Величие же древнеегипетской культуры так же, как наших храмов, в том, что они создавали идею массового действия и индивидуального добровольного приобщения к нему. В этом и есть смысл соборности: со всеми вместе, но не теряя личность свою. В самом процессе создания древних народных искусств лежит эта идея.
Мы подробно знаем, как создавались русские иконы. Аналогичные формы коллективного творчества я увидел в Египте. В Долине Царей есть незаконченные гробницы. Дело в том, что, как только фараон приходил к власти, он начинал строить себе усыпальницу. Фараон умирал, и строительство прекращалось. Мы увидели внутреннее украшение стен гробницы в том виде, когда внезапная смерть фараона прекратила работы. На каменной стене, специальным образом оштукатуренной рукой ученика, краской типа сангины нарисован бог смерти шакал Анубис. Более твердой рукой мастера, черной линией, составом, похожим на наш грифель, сверх этой краски внесены поправки. И кто-то третий уже начал по контуру подрубать камень, превращая рисунок в рельеф, а кто-то четвертый начал красить, наносить белила, охру, бирюзу, золото.

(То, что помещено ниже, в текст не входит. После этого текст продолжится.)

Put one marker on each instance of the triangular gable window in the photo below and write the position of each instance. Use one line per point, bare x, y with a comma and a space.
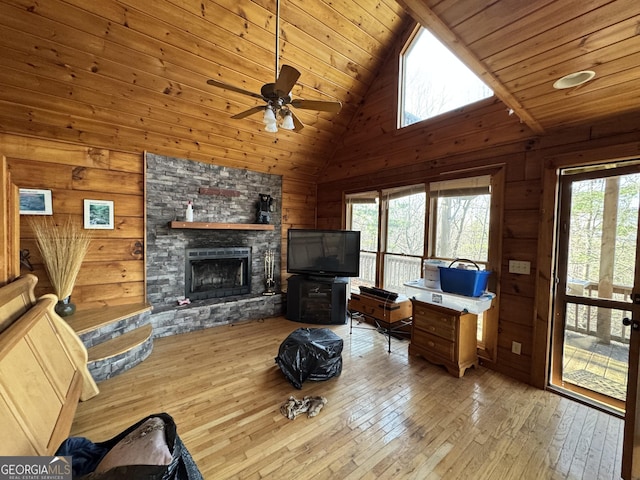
434, 81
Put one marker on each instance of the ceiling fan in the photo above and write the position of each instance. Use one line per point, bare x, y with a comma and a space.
277, 96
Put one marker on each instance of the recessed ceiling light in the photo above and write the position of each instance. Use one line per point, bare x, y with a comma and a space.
574, 79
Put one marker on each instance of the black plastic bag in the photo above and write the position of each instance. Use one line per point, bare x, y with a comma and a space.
310, 354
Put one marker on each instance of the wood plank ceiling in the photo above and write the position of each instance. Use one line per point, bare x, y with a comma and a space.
131, 74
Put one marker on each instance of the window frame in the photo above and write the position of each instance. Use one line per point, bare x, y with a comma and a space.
402, 76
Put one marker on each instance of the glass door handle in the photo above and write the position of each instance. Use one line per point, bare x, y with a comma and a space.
635, 324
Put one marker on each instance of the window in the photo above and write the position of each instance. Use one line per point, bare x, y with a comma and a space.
460, 214
405, 210
434, 81
362, 215
459, 218
399, 215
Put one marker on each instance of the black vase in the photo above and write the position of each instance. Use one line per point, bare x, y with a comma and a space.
64, 307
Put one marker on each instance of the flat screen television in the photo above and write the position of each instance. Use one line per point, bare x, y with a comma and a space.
329, 253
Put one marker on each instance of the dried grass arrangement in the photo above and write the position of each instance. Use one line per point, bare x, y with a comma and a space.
63, 247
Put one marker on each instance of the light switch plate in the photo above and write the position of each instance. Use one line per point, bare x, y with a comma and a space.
516, 347
520, 266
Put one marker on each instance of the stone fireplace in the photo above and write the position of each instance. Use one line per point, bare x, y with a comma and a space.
229, 288
217, 272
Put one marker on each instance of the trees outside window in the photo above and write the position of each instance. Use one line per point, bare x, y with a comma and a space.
434, 81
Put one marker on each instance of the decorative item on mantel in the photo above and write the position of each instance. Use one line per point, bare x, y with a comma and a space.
265, 207
269, 267
63, 247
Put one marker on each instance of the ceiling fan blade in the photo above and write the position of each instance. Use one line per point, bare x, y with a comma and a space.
246, 113
333, 107
297, 124
215, 83
286, 80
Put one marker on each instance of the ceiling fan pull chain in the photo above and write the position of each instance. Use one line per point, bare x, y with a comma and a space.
277, 38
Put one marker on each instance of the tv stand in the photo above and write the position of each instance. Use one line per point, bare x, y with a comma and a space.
317, 299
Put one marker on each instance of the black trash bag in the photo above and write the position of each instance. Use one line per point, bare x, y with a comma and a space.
310, 353
181, 467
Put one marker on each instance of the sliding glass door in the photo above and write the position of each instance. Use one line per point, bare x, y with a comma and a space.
596, 268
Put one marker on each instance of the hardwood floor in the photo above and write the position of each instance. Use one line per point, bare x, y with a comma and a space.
387, 416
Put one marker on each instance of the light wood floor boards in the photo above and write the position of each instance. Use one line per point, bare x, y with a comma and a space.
388, 415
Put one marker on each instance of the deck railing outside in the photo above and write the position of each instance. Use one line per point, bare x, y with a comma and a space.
584, 319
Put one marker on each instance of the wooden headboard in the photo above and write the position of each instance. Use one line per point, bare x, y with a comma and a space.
43, 371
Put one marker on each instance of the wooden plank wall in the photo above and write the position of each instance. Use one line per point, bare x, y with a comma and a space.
374, 154
113, 271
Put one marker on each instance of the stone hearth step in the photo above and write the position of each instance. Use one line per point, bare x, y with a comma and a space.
121, 353
85, 321
117, 337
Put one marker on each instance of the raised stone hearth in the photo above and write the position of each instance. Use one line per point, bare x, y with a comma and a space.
221, 195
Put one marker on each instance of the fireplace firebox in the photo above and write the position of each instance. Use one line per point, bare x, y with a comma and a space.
217, 272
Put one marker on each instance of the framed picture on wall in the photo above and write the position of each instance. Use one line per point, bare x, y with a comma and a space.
35, 202
98, 214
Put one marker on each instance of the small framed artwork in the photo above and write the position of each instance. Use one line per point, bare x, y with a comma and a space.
98, 214
35, 202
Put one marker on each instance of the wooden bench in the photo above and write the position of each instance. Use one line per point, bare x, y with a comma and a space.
43, 371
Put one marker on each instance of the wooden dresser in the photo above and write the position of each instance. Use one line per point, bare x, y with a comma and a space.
444, 336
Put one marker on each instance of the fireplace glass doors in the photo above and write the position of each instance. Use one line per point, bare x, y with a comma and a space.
217, 272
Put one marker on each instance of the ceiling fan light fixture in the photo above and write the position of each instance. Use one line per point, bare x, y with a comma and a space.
271, 128
574, 79
269, 116
287, 120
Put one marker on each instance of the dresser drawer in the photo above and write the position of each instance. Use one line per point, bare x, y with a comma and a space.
436, 323
434, 344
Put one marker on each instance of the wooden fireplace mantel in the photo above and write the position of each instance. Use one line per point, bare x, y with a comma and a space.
220, 226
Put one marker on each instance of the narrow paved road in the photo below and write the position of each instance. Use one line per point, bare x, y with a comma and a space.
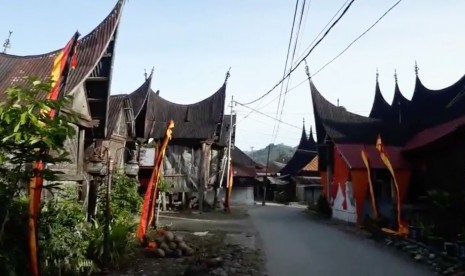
297, 246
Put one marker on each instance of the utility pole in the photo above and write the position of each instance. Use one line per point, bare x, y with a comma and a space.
265, 182
228, 170
7, 44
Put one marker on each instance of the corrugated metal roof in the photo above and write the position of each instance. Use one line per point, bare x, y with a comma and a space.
90, 49
433, 134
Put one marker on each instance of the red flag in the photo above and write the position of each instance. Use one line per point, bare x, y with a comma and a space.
59, 75
147, 213
403, 230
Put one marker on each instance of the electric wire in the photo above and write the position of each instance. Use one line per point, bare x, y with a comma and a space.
324, 28
292, 60
309, 52
287, 60
268, 116
338, 55
319, 70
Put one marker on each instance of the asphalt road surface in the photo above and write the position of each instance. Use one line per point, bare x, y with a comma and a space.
295, 245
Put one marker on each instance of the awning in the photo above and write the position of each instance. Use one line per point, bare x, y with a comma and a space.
433, 134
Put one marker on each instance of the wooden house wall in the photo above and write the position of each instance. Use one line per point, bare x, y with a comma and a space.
182, 166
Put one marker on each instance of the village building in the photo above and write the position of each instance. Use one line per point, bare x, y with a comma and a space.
421, 137
89, 84
192, 160
302, 181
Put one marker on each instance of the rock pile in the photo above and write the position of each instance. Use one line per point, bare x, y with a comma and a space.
167, 244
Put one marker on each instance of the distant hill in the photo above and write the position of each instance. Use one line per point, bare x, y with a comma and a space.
279, 153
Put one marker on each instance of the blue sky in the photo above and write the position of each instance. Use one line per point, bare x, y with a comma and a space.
191, 44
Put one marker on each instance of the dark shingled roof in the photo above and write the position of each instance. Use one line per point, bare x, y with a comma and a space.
140, 95
243, 165
380, 107
305, 152
192, 121
115, 106
346, 127
89, 50
224, 136
404, 122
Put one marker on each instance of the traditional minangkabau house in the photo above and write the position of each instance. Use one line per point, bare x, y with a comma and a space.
120, 129
89, 84
294, 171
422, 138
193, 156
245, 171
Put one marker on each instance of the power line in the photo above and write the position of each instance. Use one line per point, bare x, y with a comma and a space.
360, 36
292, 60
303, 30
322, 30
338, 55
302, 60
266, 115
287, 59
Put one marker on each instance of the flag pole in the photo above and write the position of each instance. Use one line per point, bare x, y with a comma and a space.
228, 169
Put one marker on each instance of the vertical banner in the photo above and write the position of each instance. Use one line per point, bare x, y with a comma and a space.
403, 230
370, 183
62, 64
150, 197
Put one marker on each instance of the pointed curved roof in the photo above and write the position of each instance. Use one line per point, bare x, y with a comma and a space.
343, 126
380, 107
116, 104
311, 142
139, 96
305, 152
199, 120
90, 49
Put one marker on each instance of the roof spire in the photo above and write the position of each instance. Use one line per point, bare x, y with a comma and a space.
228, 74
7, 44
307, 71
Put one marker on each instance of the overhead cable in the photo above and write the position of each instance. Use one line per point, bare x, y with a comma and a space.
302, 60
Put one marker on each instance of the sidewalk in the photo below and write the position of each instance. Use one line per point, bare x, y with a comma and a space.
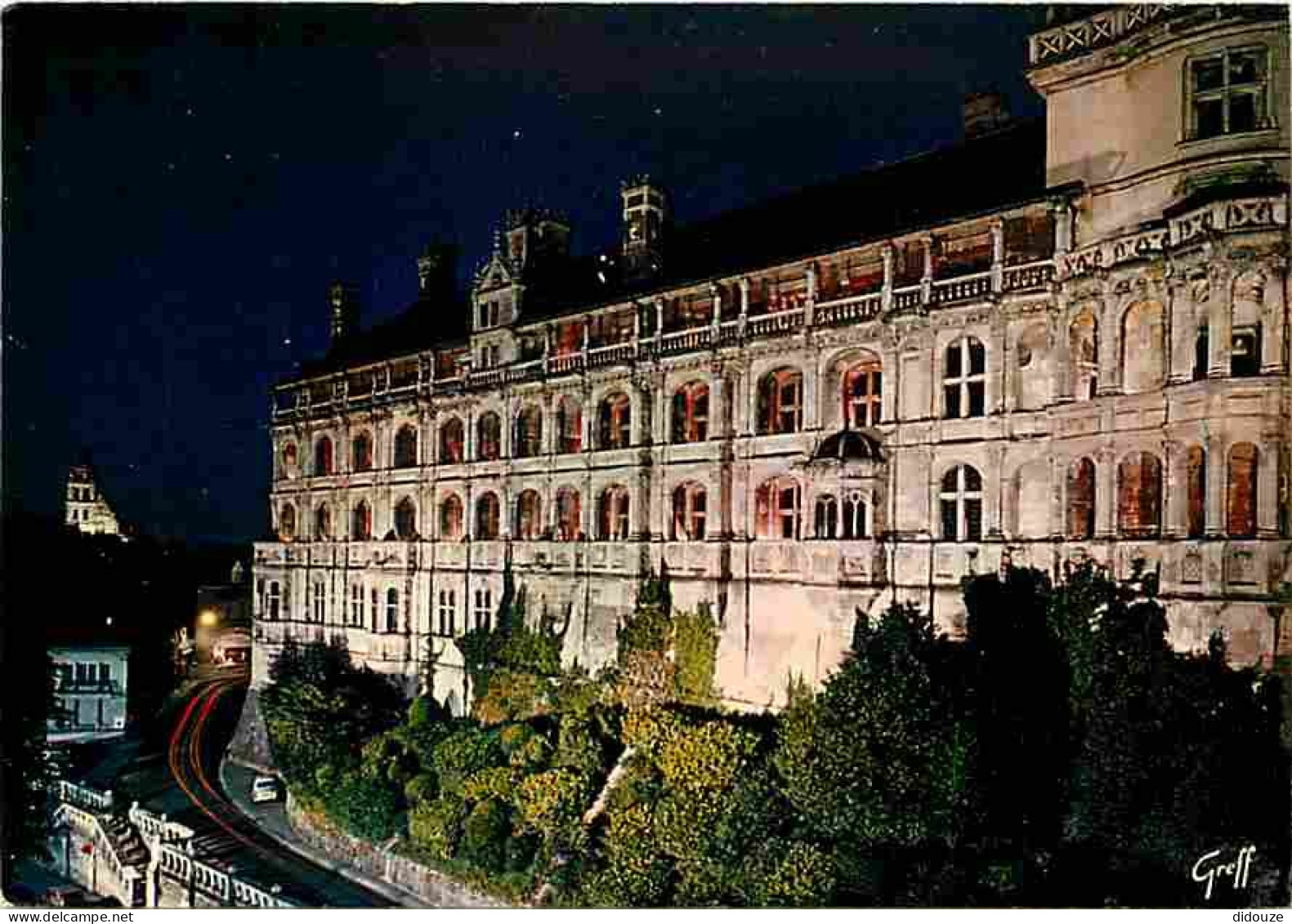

Как примирить сложную изощренную современную метафору с массовостью монументализ-ма? Как мне кажется, египетская система метафор, фантастических сопоставлений заключается в том, что в единый пластический образ связывается внешне несопоставимое: элементы человека и животного (шакал, лев, змея, гиппопотам), человек и растение, части человека (глаз, рука, фаллос) и космос превращены в символ, в смысловой знак. Конечно, мы не знаем до конца всю обрядовую суть этих образов. Но то, что мы знаем, делает эти метафоры осмысленными, не лишая их чувственного начала, свойственного искусству вообще. Метафора имеет конец, она превращается в символ.
Это отличается от современного применения метафоры, например, у Сальвадора Дали. Я привожу Дали как наиболее яркий, талантливый пример. Его метафора не имеет конца. Берется какая-то сложная фантастическая ситуация, где предметы, существа и события не имеют конечной связи и благодаря этому вызывают чувство тревоги, неудовлетворенности. Жажда снять это чувство тревоги вызывает пристальное внимание, стремление познать, а что же там такое? Но ответа нет. Это искусство задает вопрос, но не отвечает на него. Метафора не превратилась в символ. Но так обстоит дело в искусстве египетском.